そして、次のページを捲る。あと少しだけページが残っていた。


マンションの窓から見える空が白けたようだ。そのまま、見て描いた感じ。


「なんてな。最近の美少女文庫みたいな話だなぁ」


お兄ちゃんのモノローグ。漫画内では妹の私物が置いてあった部屋は、がらんどうに描かれていた。

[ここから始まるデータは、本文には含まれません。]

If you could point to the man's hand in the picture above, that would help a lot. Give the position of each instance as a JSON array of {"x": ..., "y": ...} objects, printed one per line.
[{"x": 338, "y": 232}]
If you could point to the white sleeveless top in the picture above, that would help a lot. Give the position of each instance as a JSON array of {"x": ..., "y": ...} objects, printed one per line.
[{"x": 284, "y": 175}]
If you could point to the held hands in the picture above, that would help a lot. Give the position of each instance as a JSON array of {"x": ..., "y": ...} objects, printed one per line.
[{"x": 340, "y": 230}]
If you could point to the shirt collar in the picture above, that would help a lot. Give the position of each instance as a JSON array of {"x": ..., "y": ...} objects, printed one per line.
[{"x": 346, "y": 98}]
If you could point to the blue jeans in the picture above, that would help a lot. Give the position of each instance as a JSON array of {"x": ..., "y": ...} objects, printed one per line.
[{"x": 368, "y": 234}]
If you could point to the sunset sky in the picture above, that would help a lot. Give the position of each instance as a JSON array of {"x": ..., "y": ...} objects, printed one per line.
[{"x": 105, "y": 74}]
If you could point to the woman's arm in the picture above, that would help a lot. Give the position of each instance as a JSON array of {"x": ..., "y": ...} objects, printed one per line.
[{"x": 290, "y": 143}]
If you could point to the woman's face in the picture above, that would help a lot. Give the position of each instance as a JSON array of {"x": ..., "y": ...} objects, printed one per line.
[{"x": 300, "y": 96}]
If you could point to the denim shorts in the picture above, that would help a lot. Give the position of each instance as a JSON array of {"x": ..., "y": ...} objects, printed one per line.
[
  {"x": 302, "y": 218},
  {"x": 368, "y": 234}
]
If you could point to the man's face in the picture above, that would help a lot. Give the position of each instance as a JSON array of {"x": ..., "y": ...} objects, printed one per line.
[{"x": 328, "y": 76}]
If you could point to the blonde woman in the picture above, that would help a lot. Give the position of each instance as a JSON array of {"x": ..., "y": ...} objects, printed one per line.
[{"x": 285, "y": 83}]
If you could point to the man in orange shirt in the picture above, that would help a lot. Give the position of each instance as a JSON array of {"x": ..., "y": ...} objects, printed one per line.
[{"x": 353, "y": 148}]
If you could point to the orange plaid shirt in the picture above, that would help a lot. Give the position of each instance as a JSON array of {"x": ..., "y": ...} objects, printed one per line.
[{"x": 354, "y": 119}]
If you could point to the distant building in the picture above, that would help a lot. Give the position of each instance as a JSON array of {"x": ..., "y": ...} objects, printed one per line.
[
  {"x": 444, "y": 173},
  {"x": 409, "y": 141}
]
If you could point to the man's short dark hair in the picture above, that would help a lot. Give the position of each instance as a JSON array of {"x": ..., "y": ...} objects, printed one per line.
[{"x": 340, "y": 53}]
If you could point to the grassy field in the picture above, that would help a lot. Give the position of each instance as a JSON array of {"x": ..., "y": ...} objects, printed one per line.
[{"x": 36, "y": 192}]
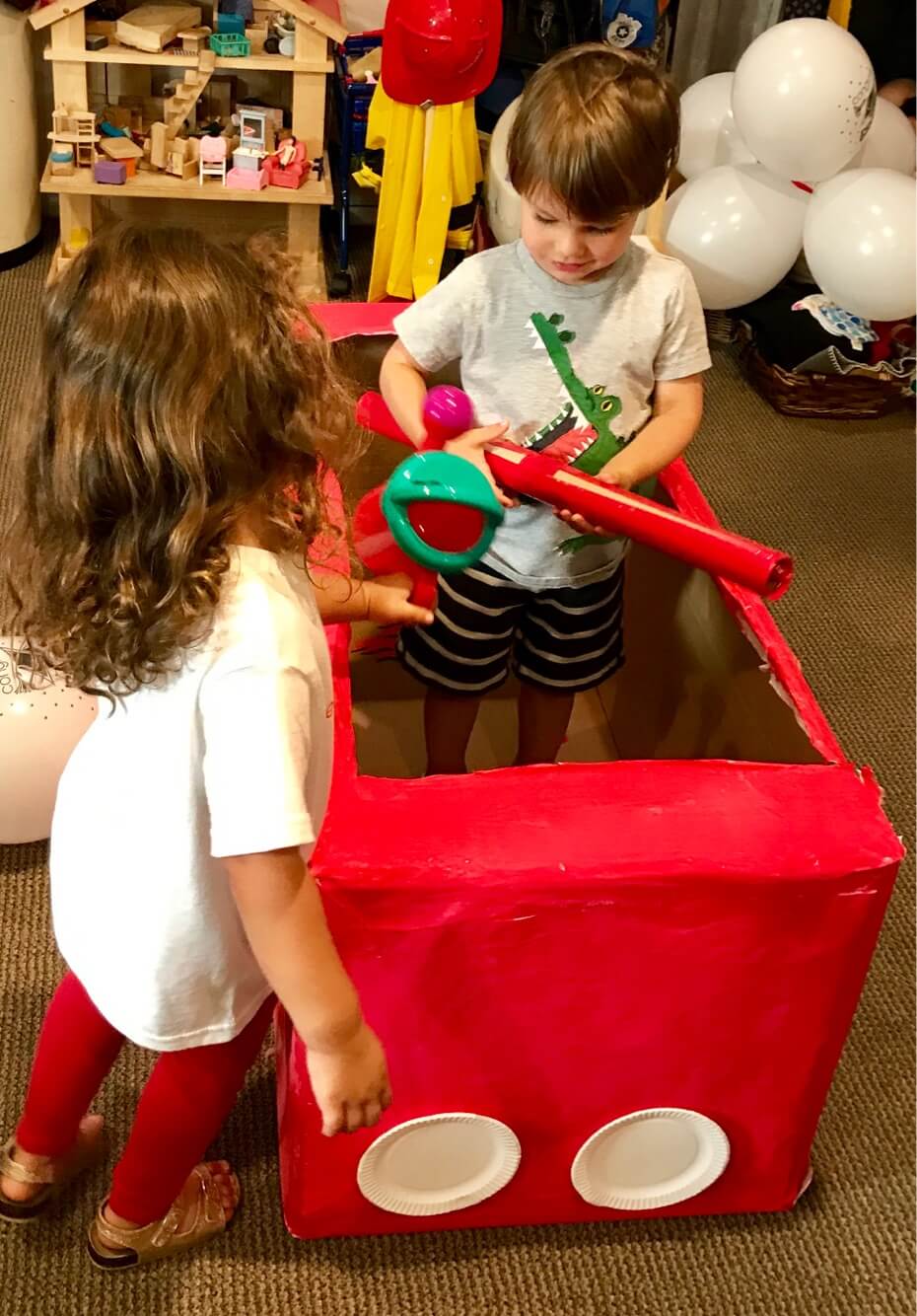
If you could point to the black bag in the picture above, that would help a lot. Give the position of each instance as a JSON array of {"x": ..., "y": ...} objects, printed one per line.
[{"x": 533, "y": 31}]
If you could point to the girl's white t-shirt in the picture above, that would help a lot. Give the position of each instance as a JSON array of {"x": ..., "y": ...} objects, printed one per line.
[{"x": 229, "y": 756}]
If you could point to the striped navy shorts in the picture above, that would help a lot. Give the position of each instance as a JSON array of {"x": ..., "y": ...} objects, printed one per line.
[{"x": 567, "y": 639}]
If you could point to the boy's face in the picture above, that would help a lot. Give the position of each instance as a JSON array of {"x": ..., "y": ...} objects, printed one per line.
[{"x": 567, "y": 248}]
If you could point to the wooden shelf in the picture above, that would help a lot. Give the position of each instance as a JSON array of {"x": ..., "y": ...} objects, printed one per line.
[
  {"x": 166, "y": 185},
  {"x": 173, "y": 59}
]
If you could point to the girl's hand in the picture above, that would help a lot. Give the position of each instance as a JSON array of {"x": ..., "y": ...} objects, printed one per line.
[
  {"x": 388, "y": 603},
  {"x": 350, "y": 1083},
  {"x": 471, "y": 446}
]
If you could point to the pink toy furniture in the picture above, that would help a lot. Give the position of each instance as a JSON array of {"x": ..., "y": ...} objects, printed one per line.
[
  {"x": 109, "y": 172},
  {"x": 247, "y": 180},
  {"x": 604, "y": 987},
  {"x": 291, "y": 174},
  {"x": 213, "y": 158}
]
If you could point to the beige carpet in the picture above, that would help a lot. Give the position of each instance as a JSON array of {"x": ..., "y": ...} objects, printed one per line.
[{"x": 841, "y": 497}]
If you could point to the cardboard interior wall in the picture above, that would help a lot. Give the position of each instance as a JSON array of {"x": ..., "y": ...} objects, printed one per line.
[{"x": 557, "y": 948}]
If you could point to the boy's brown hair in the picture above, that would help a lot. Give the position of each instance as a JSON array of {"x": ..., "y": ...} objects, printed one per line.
[{"x": 598, "y": 128}]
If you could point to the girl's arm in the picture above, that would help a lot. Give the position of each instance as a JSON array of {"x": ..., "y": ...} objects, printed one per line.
[
  {"x": 284, "y": 921},
  {"x": 677, "y": 406},
  {"x": 402, "y": 385}
]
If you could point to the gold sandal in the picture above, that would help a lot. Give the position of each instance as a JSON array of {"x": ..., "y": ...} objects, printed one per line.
[
  {"x": 53, "y": 1179},
  {"x": 112, "y": 1248}
]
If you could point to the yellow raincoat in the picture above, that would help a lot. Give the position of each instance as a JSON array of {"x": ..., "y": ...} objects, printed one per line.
[{"x": 421, "y": 185}]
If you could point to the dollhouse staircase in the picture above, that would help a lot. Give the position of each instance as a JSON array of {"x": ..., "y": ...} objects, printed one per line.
[{"x": 187, "y": 94}]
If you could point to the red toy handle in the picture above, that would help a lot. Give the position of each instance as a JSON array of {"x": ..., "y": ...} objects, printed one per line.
[{"x": 766, "y": 571}]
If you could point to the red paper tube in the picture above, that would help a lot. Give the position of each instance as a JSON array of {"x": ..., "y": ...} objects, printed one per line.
[
  {"x": 766, "y": 571},
  {"x": 618, "y": 512}
]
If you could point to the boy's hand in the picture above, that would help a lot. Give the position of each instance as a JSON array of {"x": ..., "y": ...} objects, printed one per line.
[
  {"x": 471, "y": 446},
  {"x": 609, "y": 474},
  {"x": 388, "y": 603},
  {"x": 350, "y": 1083}
]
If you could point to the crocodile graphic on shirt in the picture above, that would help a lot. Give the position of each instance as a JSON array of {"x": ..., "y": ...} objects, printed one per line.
[{"x": 582, "y": 432}]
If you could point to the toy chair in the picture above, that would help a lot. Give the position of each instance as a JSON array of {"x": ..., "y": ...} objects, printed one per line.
[
  {"x": 287, "y": 166},
  {"x": 213, "y": 158}
]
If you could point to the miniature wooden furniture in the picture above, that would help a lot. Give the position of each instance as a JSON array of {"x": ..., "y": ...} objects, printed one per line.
[
  {"x": 177, "y": 177},
  {"x": 74, "y": 129}
]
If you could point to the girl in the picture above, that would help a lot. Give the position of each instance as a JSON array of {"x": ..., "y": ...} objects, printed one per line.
[{"x": 184, "y": 393}]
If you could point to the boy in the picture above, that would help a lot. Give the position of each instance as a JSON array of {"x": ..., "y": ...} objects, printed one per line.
[{"x": 591, "y": 346}]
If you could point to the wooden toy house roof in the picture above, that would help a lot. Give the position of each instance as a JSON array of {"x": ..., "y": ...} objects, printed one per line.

回想のようなグレーのコマ。先ほどより少し大人びた表情で描かれる私。


「怖かった」「全てが怖かった」「世間体も」「親も」「どんどん綺麗になっていく妹も」「怖かった」。


フラッシュバック。継ぎ接ぎされたコマを背景に、ト書き。


「だいたい幸せになれるわけがない」「幸せにする自信もない」


お兄ちゃんは静かに涙を流して、頭を抱えた。


「俺は駄目なお兄ちゃんだ」「尊敬されるような人間じゃない」「生まれて初めて自分が汚れていると思った」


机の上にバラバラと置かれた原稿。ペン。お兄ちゃんらしくない片付き方をした机の上だと思った。

「それでも」


ここでモノローグは終わる。


お兄ちゃんの言葉として。物語のまとめとして。独り言として。そのセリフは、あった。


「触れることはできないけれど、愛してる」


ーー暗転。奥付以外は何もない本。


読み終わった。読後の感想は、疲れた。


私はしゃくりあげて、泣きながら本を抱きしめた。胸が苦しかった。死んでしまいそうだった。どれだけ泣いても感情が枯れることなんてなさそうだ。苦しさに悶えて喘いで、それでも終わらない地獄のような涙の嵐。死んじゃう、と思った。死にたい、と思った。


人を好きになるのはこんなに苦しいことなんだね。本当の意味がわかった気がする。


ーーねぇ、向上月君はどれだけ苦しかった? 私くらい、苦しかった?


頭の中で問いかける。この質問に答えてくれるのは、他の誰でもなく、向上月君しかいないから。もう、いないけど。


「殺したいほど苦しかったよ」


そんな声が聞こえた気がした。間違いなく、私の耳には聞こえていないけど。頭の中に記憶している向上月君が答えるのだ。ちょっと意地悪な笑みで。


私はそんなことしないけど。でも、気持ちがよくわかった。